Except that they haven’t really been called up; it’s all part of a bet that the boys are having with an Italian café owner, Alfonso (baritone Roger Howell) that their girlfriends can’t be faithful. ‘Cosi fan tutte’, he tells them – ‘they’re all like that… ‘. So the boys pretend to go to war then come back disguised as Indians from the local hippie ashram and try to seduce each others girlfriends.
The direction in this show is detailed, playful and effective, and with the help of a witty colloquial translation into Australian-English, the setting is entirely believable. One of the most fun operatic roles Mozart ever wrote was that of Despina, the girls’ maid, and soprano Andrea Creighton practically steals the show here. Her Despina is a fag-smoking, cocktail-sipping, man-eating good-time girl who tries to teach the two sisters to be more worldly and have some fun before they hook up forever with their boyfriends. Creighton has brilliant comic timing, a relaxed stage presence and a thrilling light soprano voice.
There is some sloppiness in this production. The orchestra was not always in tune, nor in time with the singers, which is ultimately the responsibility of conductor Greg Hocking. And the tenor Roy Best was the weakest link in the cast; his voice is not as strong as the others, nor is his acting.

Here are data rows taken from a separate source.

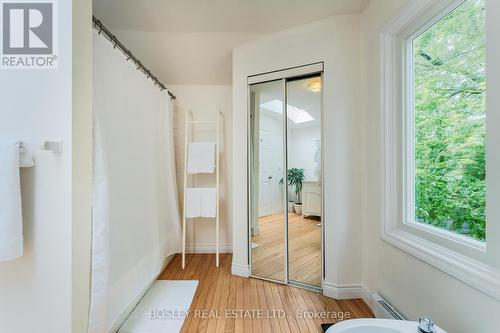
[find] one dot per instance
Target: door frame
(284, 75)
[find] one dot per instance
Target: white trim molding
(462, 260)
(345, 291)
(240, 270)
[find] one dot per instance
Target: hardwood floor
(227, 303)
(304, 249)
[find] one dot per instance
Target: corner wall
(334, 41)
(36, 106)
(412, 286)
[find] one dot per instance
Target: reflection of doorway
(285, 140)
(265, 174)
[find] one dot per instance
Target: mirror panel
(267, 165)
(304, 180)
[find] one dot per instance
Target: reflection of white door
(265, 174)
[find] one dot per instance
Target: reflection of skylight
(295, 114)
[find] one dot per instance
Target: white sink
(377, 326)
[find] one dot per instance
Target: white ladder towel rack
(189, 121)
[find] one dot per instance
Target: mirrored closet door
(285, 188)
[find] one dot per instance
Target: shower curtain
(135, 212)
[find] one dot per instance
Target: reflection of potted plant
(295, 178)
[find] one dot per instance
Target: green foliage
(295, 178)
(450, 114)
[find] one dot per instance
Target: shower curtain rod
(102, 29)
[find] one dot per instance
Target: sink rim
(410, 326)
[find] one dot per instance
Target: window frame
(409, 136)
(462, 257)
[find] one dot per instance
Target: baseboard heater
(382, 309)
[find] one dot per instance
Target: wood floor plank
(304, 252)
(219, 290)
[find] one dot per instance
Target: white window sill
(450, 236)
(472, 272)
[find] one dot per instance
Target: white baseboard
(240, 270)
(345, 292)
(208, 248)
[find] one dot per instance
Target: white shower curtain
(136, 217)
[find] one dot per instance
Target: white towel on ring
(11, 223)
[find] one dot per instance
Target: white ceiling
(190, 41)
(298, 96)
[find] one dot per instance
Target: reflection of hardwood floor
(304, 251)
(219, 291)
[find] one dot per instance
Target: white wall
(414, 287)
(204, 101)
(335, 41)
(36, 105)
(82, 162)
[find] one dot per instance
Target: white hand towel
(208, 202)
(25, 158)
(193, 202)
(201, 157)
(11, 224)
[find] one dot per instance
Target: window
(433, 108)
(445, 176)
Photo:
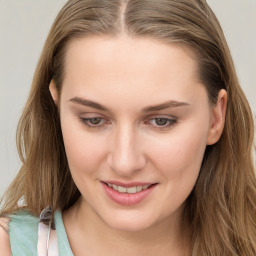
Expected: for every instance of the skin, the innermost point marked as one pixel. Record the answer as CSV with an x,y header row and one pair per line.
x,y
127,75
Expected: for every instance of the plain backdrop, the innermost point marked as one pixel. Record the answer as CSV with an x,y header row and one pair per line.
x,y
24,25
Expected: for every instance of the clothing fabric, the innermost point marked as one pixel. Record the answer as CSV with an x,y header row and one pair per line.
x,y
30,237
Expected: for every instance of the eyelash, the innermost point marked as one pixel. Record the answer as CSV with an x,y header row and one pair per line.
x,y
171,122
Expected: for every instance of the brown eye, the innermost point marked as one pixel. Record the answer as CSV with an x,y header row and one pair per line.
x,y
161,121
95,120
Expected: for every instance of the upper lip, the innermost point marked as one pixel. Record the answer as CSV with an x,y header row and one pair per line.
x,y
127,185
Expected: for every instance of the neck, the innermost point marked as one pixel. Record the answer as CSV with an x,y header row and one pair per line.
x,y
87,230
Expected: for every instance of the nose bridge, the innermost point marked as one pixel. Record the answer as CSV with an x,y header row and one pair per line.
x,y
126,155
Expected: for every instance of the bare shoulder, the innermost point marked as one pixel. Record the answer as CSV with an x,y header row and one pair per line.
x,y
5,247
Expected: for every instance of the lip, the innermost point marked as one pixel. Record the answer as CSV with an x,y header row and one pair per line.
x,y
127,199
127,185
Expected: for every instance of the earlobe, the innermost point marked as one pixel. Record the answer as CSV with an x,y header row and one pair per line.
x,y
54,92
218,118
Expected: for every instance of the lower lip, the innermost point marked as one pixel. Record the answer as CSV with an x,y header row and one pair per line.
x,y
126,198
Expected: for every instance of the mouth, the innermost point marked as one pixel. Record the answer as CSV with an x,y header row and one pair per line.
x,y
129,189
128,194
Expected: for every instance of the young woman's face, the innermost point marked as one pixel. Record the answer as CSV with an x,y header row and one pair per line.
x,y
135,122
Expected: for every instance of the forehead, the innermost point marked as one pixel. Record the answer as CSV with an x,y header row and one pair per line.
x,y
126,66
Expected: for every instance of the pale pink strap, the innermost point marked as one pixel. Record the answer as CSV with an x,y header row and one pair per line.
x,y
47,241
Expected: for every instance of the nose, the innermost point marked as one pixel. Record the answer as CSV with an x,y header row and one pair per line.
x,y
126,155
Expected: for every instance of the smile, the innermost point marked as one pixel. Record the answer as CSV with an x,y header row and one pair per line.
x,y
129,190
128,194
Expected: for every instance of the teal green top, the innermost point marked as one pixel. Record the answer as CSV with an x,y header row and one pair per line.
x,y
23,232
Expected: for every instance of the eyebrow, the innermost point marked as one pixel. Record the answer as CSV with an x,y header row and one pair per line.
x,y
165,105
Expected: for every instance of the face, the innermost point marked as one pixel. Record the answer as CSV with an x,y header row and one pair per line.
x,y
135,122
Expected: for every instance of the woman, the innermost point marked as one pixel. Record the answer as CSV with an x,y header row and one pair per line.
x,y
136,138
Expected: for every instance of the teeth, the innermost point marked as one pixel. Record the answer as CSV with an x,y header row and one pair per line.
x,y
121,189
138,188
130,190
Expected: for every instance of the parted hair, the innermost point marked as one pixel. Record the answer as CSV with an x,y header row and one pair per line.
x,y
221,209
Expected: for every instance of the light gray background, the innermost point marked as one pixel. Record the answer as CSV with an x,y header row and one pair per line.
x,y
24,25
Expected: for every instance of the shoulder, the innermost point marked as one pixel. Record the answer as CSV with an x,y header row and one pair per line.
x,y
23,233
5,246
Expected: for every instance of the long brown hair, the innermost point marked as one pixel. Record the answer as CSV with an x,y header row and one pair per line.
x,y
222,205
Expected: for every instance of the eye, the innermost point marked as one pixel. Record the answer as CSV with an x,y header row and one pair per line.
x,y
162,122
94,122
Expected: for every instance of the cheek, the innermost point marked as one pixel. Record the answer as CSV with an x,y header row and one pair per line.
x,y
180,153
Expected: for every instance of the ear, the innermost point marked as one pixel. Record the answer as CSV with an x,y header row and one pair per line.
x,y
218,118
54,92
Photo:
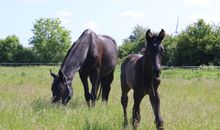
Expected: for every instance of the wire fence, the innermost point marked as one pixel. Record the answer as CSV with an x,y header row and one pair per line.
x,y
29,64
58,64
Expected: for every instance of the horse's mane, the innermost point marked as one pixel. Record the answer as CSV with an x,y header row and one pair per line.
x,y
74,45
106,36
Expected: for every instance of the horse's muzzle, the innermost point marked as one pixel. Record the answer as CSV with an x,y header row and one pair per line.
x,y
156,72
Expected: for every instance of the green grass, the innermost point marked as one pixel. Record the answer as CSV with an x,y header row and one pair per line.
x,y
190,100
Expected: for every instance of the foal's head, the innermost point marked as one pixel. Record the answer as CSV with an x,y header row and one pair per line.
x,y
154,51
61,89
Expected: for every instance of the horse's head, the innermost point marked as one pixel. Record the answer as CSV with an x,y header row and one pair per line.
x,y
154,50
61,89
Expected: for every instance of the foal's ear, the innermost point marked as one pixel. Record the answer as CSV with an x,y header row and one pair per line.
x,y
161,35
148,35
52,74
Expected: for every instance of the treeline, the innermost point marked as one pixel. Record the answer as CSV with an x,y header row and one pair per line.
x,y
198,44
49,44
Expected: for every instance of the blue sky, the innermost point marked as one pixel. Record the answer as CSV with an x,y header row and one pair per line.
x,y
116,18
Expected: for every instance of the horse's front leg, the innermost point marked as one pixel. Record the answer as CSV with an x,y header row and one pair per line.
x,y
136,117
155,103
95,81
84,79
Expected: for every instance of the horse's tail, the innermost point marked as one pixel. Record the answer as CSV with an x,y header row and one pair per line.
x,y
100,91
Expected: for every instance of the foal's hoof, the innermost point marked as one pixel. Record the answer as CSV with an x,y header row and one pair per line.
x,y
135,124
160,128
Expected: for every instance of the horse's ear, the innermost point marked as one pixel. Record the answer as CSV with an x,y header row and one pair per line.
x,y
148,35
62,76
52,74
161,35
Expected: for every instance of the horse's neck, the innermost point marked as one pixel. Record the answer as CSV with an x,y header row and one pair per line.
x,y
74,59
147,67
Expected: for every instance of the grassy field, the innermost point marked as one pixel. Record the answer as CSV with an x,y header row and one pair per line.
x,y
190,100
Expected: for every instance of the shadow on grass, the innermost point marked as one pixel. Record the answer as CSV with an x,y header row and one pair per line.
x,y
95,125
39,104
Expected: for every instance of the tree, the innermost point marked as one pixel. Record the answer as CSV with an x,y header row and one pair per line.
x,y
50,41
195,45
8,47
134,43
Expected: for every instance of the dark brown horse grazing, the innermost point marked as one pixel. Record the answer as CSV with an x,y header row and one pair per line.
x,y
94,56
142,74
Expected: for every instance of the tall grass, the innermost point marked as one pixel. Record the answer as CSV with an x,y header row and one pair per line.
x,y
189,101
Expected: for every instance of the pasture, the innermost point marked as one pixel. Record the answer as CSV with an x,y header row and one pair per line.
x,y
190,100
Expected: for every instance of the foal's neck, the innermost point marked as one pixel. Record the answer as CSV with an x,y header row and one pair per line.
x,y
146,65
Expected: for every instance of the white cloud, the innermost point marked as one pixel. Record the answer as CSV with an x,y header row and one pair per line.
x,y
212,19
33,1
91,25
199,2
133,14
64,16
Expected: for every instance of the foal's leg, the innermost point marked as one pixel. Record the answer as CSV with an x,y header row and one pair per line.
x,y
136,117
105,85
94,78
124,101
155,103
84,79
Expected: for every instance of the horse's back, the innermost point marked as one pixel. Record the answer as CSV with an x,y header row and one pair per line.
x,y
128,70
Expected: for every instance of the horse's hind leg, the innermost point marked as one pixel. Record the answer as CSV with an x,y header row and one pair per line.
x,y
84,79
124,100
106,85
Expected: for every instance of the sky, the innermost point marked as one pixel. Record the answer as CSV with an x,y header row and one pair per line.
x,y
116,18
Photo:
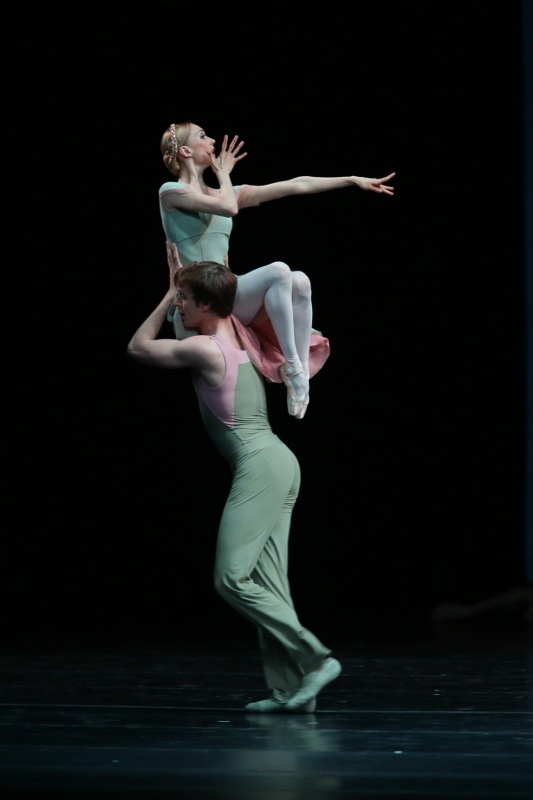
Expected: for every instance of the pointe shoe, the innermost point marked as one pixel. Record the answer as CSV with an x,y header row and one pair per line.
x,y
270,706
295,379
314,682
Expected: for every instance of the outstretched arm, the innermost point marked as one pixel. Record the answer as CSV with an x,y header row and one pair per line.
x,y
307,184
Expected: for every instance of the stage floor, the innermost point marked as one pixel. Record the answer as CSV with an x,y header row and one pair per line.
x,y
432,711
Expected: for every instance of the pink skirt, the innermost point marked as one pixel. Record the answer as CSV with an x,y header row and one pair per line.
x,y
263,348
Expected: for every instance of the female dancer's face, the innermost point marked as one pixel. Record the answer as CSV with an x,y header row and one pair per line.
x,y
201,144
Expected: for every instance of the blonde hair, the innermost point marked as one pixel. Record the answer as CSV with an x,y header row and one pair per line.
x,y
172,139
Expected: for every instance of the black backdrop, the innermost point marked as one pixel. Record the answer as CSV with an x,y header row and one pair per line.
x,y
412,450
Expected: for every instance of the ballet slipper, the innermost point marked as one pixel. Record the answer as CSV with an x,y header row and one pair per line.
x,y
270,706
314,682
295,379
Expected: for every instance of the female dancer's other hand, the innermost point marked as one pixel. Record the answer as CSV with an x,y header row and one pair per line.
x,y
229,154
377,184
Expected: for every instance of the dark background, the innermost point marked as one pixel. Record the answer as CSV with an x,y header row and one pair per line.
x,y
413,447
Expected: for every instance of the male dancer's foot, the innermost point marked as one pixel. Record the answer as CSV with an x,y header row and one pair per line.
x,y
270,706
314,682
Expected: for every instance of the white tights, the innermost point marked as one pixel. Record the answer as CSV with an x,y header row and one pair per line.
x,y
283,295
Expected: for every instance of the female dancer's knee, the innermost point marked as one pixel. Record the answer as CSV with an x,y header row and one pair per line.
x,y
280,272
301,285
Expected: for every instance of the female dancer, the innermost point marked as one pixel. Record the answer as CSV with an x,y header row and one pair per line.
x,y
273,303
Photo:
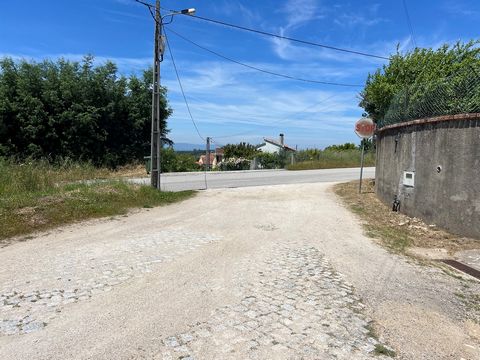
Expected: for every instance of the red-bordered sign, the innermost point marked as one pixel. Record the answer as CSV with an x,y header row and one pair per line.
x,y
365,128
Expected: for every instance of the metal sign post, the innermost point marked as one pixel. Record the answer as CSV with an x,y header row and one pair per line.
x,y
361,167
364,128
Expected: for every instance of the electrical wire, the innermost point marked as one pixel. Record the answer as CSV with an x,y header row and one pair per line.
x,y
186,102
283,119
182,90
305,42
259,69
409,22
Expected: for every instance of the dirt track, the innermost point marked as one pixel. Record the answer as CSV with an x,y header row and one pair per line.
x,y
268,272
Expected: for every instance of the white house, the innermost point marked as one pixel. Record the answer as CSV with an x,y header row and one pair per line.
x,y
273,146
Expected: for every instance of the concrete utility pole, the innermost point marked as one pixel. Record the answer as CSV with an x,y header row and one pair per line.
x,y
156,140
207,158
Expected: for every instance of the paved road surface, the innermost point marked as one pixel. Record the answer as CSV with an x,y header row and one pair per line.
x,y
275,272
232,179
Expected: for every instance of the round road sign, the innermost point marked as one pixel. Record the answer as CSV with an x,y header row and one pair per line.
x,y
365,128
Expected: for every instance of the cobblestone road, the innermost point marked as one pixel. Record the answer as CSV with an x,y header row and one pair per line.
x,y
300,308
29,303
254,273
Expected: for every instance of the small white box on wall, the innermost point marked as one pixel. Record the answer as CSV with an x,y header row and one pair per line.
x,y
409,178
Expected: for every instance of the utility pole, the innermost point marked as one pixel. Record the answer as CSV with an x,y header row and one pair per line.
x,y
156,140
207,157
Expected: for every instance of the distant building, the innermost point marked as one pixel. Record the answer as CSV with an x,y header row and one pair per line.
x,y
274,147
216,157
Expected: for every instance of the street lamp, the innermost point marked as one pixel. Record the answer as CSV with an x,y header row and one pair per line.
x,y
156,141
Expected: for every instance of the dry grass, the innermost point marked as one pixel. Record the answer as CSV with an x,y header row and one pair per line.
x,y
396,231
37,196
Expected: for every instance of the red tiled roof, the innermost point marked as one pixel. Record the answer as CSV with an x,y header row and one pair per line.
x,y
277,143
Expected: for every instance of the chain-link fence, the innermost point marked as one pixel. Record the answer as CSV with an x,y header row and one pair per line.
x,y
457,94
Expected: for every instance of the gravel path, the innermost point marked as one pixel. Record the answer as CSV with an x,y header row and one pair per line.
x,y
279,272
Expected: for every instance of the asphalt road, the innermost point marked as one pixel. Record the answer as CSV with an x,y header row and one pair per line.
x,y
234,179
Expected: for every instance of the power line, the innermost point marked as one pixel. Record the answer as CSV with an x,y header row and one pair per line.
x,y
305,42
283,119
409,22
259,69
181,88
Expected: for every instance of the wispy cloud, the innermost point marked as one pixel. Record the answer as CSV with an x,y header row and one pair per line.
x,y
300,12
460,8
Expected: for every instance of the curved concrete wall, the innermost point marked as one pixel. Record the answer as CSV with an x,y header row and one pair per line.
x,y
441,157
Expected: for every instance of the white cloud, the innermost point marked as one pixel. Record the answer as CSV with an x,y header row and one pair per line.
x,y
300,12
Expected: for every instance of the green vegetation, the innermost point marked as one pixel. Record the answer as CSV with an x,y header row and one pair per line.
x,y
37,195
75,110
241,150
329,159
271,161
383,350
173,161
425,83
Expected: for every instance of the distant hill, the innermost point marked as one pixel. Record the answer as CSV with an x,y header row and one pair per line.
x,y
188,147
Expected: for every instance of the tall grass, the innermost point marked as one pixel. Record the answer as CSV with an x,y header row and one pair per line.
x,y
36,195
328,159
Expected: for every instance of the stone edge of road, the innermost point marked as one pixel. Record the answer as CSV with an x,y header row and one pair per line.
x,y
246,171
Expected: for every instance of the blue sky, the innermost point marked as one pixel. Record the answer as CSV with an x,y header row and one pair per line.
x,y
231,103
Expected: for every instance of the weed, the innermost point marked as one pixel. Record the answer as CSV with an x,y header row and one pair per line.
x,y
382,350
37,196
328,159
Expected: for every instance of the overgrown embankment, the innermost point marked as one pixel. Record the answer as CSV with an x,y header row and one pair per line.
x,y
328,159
37,196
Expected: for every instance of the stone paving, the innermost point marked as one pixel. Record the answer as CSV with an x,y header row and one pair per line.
x,y
29,303
298,308
470,258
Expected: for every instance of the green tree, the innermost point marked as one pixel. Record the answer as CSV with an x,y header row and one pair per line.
x,y
76,110
241,150
420,70
343,147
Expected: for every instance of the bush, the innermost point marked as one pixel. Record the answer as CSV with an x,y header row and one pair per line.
x,y
270,161
175,162
234,164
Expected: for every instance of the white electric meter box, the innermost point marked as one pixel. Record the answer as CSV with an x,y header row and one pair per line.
x,y
409,178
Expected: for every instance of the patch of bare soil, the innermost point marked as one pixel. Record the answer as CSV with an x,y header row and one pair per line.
x,y
397,231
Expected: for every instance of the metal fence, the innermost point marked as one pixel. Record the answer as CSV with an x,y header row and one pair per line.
x,y
457,94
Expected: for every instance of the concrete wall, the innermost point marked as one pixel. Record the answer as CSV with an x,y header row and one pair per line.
x,y
444,155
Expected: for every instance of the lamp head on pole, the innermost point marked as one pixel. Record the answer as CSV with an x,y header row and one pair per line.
x,y
190,11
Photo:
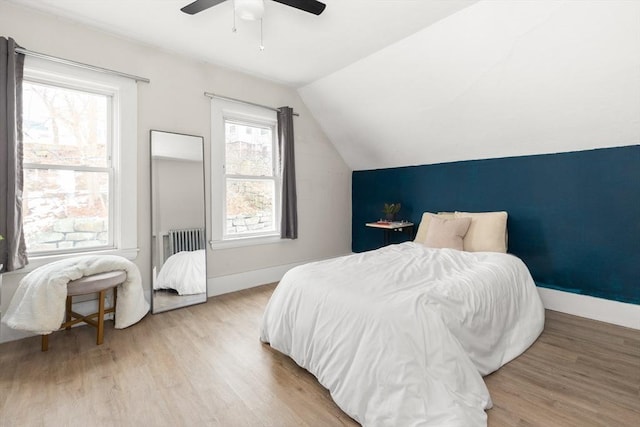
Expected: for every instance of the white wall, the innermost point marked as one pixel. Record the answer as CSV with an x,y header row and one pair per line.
x,y
497,79
174,101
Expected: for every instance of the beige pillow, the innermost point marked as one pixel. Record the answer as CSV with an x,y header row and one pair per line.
x,y
487,232
447,233
421,234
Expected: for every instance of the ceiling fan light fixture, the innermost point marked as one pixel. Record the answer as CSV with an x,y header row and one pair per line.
x,y
249,10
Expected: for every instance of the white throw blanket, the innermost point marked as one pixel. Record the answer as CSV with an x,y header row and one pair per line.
x,y
39,302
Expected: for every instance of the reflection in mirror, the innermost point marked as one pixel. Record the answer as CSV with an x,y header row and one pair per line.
x,y
178,221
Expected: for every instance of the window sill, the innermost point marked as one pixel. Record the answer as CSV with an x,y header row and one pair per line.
x,y
246,241
39,261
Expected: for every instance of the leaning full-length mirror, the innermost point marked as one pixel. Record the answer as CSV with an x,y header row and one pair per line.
x,y
178,253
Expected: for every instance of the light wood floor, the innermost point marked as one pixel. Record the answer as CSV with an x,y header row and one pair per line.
x,y
204,365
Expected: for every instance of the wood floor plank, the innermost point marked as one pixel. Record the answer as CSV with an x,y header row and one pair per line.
x,y
205,365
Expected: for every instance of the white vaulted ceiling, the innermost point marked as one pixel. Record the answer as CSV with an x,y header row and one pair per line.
x,y
410,82
299,47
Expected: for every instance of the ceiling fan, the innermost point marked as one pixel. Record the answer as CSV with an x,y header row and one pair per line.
x,y
311,6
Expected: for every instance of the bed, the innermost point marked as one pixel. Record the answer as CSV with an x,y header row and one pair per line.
x,y
184,272
402,335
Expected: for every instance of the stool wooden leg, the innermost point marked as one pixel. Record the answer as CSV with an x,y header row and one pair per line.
x,y
115,300
68,311
100,317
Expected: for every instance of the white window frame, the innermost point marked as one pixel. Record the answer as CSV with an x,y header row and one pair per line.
x,y
124,150
222,111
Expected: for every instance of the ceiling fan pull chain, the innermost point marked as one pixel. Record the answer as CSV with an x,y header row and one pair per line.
x,y
234,29
261,38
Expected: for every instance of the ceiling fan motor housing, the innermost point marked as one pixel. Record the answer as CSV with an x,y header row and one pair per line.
x,y
249,10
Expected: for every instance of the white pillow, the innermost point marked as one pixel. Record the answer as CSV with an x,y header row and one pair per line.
x,y
487,232
447,233
421,234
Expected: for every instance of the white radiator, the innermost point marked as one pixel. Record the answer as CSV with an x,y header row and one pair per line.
x,y
191,239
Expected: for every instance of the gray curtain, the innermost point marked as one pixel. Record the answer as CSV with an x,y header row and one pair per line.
x,y
13,253
289,221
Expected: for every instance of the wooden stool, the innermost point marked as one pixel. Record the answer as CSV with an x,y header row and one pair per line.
x,y
99,283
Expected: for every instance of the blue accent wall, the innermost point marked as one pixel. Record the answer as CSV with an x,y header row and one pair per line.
x,y
574,218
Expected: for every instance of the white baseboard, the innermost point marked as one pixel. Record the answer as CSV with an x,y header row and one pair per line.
x,y
249,279
604,310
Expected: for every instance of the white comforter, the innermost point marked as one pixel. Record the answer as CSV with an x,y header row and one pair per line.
x,y
185,272
401,336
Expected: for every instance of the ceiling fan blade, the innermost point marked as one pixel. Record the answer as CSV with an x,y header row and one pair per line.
x,y
199,6
311,6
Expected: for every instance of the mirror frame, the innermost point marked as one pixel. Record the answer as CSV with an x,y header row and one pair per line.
x,y
164,152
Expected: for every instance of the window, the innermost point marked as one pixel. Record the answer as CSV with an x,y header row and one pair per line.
x,y
247,193
79,132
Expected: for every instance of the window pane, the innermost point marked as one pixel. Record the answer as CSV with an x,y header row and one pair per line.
x,y
64,126
248,149
65,209
250,206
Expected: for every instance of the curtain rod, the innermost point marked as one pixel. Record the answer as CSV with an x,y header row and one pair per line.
x,y
226,98
80,64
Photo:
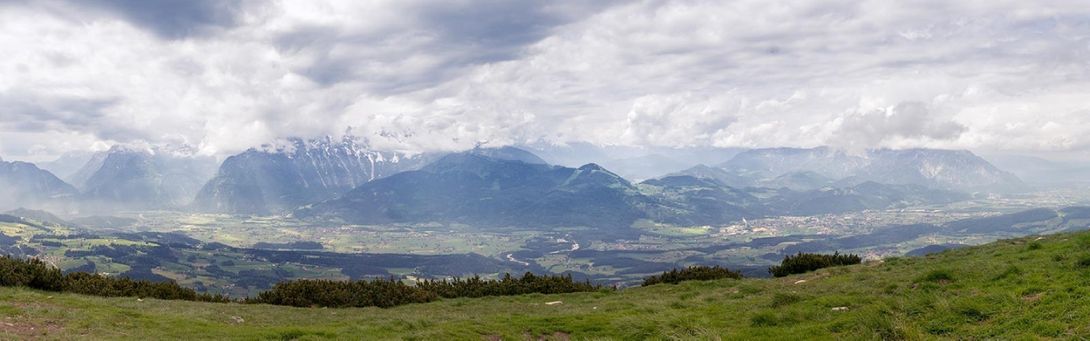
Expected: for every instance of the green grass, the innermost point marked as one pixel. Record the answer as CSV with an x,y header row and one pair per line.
x,y
1006,290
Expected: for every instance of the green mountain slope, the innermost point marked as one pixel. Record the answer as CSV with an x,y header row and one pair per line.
x,y
1026,288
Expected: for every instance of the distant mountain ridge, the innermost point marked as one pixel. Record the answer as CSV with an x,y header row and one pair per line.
x,y
471,187
814,168
23,183
144,178
477,190
279,178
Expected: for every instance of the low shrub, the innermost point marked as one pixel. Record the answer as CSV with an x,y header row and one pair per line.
x,y
806,263
936,276
35,273
692,273
391,292
475,287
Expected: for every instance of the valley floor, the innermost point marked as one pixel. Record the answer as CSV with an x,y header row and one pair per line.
x,y
1027,288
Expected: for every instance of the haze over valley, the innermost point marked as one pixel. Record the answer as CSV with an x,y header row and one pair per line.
x,y
615,169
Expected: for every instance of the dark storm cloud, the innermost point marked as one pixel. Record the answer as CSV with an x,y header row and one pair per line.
x,y
172,19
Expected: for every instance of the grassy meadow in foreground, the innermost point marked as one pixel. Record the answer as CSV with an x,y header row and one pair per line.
x,y
1027,288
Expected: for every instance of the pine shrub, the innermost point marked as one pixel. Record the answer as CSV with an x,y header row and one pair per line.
x,y
806,263
692,273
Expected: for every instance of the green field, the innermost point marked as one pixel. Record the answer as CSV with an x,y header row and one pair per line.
x,y
1030,288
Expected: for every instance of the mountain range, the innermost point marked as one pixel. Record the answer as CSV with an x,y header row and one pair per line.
x,y
295,172
144,178
479,190
344,179
816,168
25,184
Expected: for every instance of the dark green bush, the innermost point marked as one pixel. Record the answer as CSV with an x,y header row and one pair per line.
x,y
475,287
692,273
329,293
389,292
35,273
806,263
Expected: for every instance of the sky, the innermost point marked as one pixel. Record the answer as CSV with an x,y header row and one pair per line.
x,y
221,76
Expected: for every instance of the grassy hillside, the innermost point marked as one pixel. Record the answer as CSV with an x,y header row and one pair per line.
x,y
1026,288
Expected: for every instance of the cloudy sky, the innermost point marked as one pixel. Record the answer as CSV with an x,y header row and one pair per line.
x,y
225,75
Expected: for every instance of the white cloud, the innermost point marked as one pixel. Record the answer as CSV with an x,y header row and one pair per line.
x,y
1002,75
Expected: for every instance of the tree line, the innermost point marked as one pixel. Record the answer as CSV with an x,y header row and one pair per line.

But Christina Logan-Bell has created an excellent set on a small budget, which transforms easily from a suburban Australian house and garden into an Italian café and an ashram.
So although i had some reservations about the musical details of the performance, overall it’s a good night at the opera.
‘Cosi Fan Tutte’ is on at the Atheneum Theatre in Collins St until July 18th, and there is also a performance at the Alexander Theatre at Monash University on July 31st.